Economy

Sunak still faces a ‘fraught’ economic outlook for the UK


The former chancellor has been successful in his bid to become the new Conservative Party leader and thus next prime minister, replacing Liz Truss, who resigned on 20 October after just 44 days in office. 

The news has spared markets any additional uncertainty today, with sterling edging higher after the announcement and falling gilt yields bringing hope that borrowing costs may continue to ease.

Ten-year gilt yields are down 6% to 3.8%, while two-year gilt yields have decreased to 3.3%, from 3.8% last Friday. Sterling is broadly flat on the day at $1.13, having retraced slightly after reaching an intraday high of $1.1376.

Meanwhile, the FTSE UK’s main equity indexes reached session highs. The blue-chip FTSE 100 rose 0.6%, while the domestically focussed FTSE 250 index jumped 1.3%.

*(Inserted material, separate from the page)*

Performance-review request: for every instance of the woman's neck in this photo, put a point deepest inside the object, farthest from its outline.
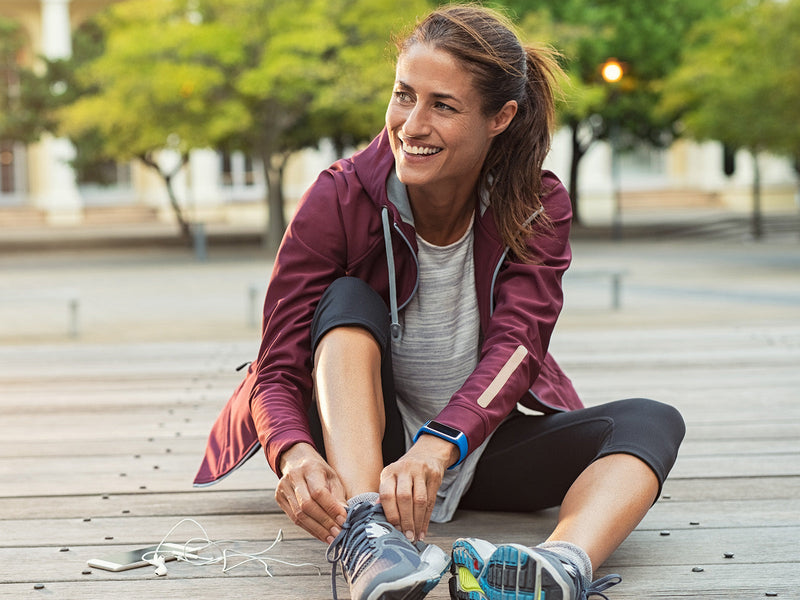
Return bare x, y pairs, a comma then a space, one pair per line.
441, 216
439, 220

Hargreaves Lansdown senior investment and markets analyst Susannah Streeter said that Sunak will be determined “not to see the bond market run amok again”, threatening the country’s financial stability.

“He will be revelling in the fact that his curriculum of higher taxes and curtailed spending, which he preached on the campaign trail, is already being followed,” she said. 

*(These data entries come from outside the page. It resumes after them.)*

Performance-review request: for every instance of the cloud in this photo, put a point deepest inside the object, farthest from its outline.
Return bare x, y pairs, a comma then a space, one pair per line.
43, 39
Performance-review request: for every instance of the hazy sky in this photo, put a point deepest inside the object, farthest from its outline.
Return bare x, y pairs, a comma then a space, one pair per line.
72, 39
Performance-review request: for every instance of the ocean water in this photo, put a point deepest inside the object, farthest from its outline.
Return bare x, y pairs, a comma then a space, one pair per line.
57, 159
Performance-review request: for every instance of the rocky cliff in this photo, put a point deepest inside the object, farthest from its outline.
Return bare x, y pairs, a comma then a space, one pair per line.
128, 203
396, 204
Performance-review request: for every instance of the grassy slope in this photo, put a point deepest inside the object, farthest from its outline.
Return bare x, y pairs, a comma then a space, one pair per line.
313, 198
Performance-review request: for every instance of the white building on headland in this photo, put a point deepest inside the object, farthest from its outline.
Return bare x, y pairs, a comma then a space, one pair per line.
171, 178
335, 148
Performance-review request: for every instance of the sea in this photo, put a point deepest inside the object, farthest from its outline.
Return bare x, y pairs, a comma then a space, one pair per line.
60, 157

“However, it is likely he will take an even harder line now on government budgets, given the punishment threatened to be handed out again comes in the form of much higher government borrowing costs.”

He will also want to show he is cooperating with the Bank of England (BoE) “by being ultra conservative” fiscally in a bid to tame high inflation, she added.

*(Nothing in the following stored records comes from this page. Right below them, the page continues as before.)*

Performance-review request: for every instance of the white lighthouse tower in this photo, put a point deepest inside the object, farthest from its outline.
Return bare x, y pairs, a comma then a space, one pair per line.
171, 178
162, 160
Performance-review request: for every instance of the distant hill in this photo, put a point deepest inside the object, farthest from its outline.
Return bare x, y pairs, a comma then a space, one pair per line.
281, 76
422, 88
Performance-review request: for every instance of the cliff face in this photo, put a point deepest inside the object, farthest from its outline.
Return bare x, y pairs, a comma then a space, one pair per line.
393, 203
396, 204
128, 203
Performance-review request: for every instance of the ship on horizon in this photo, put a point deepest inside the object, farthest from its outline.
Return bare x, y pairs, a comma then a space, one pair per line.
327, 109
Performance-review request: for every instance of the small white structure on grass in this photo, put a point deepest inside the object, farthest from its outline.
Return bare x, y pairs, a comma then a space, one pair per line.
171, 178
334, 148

Abrdn investment director James Athey said the speed with which the new PM can now enter number ten make this outcome the most “market friendly one that was possible in the short term”.

However, he said that the economic future however remains fraught, inflation remains far too high and the BoE has not “yet really grasped the nettle”. As such, he noted that the future is “far from ideal” for UK investors.

deVere Group chief executive Nigel Green said that although Sunak is seen as having a “safer pair of hands” than his predecessor, the current relief rally of the markets will be “over sooner rather than later” because the UK still faces a “storm of economic problems”.

“There is the brewing deep and painful recession, soaring energy prices, inflation running at more than 10%, labour gaps, ongoing supply chain dramas, and the BoE intent on hiking interest rates,” he said. 

In the short term, the appointment of Rishi Sunak as the UK’s next PM may lessen some of the pressure and volatility in the gilt market but “fundamental issues remain for the medium term”, said Capital.com market specialist Piero Cingari.

“The BoE still faces a tricky balancing act — on the one hand, the BoE still needs to raise rates materially from here especially as inflation is likely to climb further. This might continue to exert upward pressure on gilt yields,” he said. 

“On the other hand a rising rate environment might increase the prospect of a recession, declining real incomes and softening demand in the economy—all of which will likely add further pressure on the pound.”